I realize that I have been absent for a week….it was however not intentional. between Dr’s appointments and books releasing….I just brain fogged. Though I did have a nice surprise. went to the Dr because I have a sinus infection and the check in notes acknowledged that I have fibromyalgia and Autism. both of them previous doctors were not willing to diagnose me with. though other doctors had? I am sure that they are correct and having a dr agree just feels so good.
I should be doing the daily thing again through November but I don’t think I’ll be doing the normal week posts as I am doing 2 pad challenges and trying to do the Fae 50k.
I heard a knock upon my door the other day I opened it to find death staring in my face The feel of mortal stalking still reverberates Everywhere I go, I drag this coffin just in case
My body’s trembling, sends shivers down my spine Adrenaline kicks in, shifts into overdrive Your secrets keep you sick, your lies keep you alive Snake eyes every single time you roll with crooked dice
I felt the darkness as it tried to pull me down The kind of dark that haunts a hundred year old house I wrestle with my thoughts, I shook the hand of doubt Running from my past, I’m praying, feet don’t fail me now
I’ve lost my goddamn mind, it happens all the time I can’t believe I’m actually meant to be here Trying to consume, the drug in me is you And I’m so high on misery, can’t you see?
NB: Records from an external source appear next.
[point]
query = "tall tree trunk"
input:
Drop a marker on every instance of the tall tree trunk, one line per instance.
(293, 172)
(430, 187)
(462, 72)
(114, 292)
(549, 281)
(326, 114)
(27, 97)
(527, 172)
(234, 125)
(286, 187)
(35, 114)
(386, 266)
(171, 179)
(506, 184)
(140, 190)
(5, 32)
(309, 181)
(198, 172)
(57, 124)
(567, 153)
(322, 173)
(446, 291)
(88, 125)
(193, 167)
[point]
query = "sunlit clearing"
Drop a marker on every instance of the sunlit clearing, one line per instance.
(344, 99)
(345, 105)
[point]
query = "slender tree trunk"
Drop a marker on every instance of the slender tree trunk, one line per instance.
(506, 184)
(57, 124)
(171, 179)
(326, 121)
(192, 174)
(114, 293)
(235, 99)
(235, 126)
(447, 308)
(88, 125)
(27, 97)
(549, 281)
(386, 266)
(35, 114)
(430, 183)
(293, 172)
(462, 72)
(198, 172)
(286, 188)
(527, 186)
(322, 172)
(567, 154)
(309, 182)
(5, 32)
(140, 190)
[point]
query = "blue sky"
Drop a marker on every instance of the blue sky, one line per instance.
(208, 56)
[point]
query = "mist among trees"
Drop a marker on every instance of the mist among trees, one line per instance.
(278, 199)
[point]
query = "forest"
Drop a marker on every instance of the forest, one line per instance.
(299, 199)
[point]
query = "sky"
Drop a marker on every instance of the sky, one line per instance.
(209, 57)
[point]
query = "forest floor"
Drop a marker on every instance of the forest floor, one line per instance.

I got these questions always running through my head So many things that I would like to understand If we are born to die and we all die to live Then what’s the point of living life if it just contradicts?
I felt the darkness as it tried to pull me down The kind of dark that haunts a hundred year old house I wrestle with my thoughts, I shook the hand of doubt Running from my past, I’m praying, feet don’t fail me now
I’ve lost my goddamn mind, it happens all the time I can’t believe I’m actually meant to be here Trying to consume, the drug in me is you And I’m so high on misery, can’t you see?
I’ve lost myself You tried to reach me, but you just can’t help me So long, goodbye You tried to save me, it wont work this time
‘Cause now I’ve lost my fucking mind, and there’s no fucking time I can’t believe I’m actually meant to be here Trying to consume, the drug in me is you And I’m so high on misery, can’t you see?
Oh, can’t you see? Can’t you see?
My 2 cents –
Like Last week this one has a feel of the lyrics blaming the person the song is about, but this time it is less generalized. This one is more personal. And in some ways that feels better? The singer feels like they are doubting the hold they feel this person has on them. It is an interesting video. And a slightly relatable song.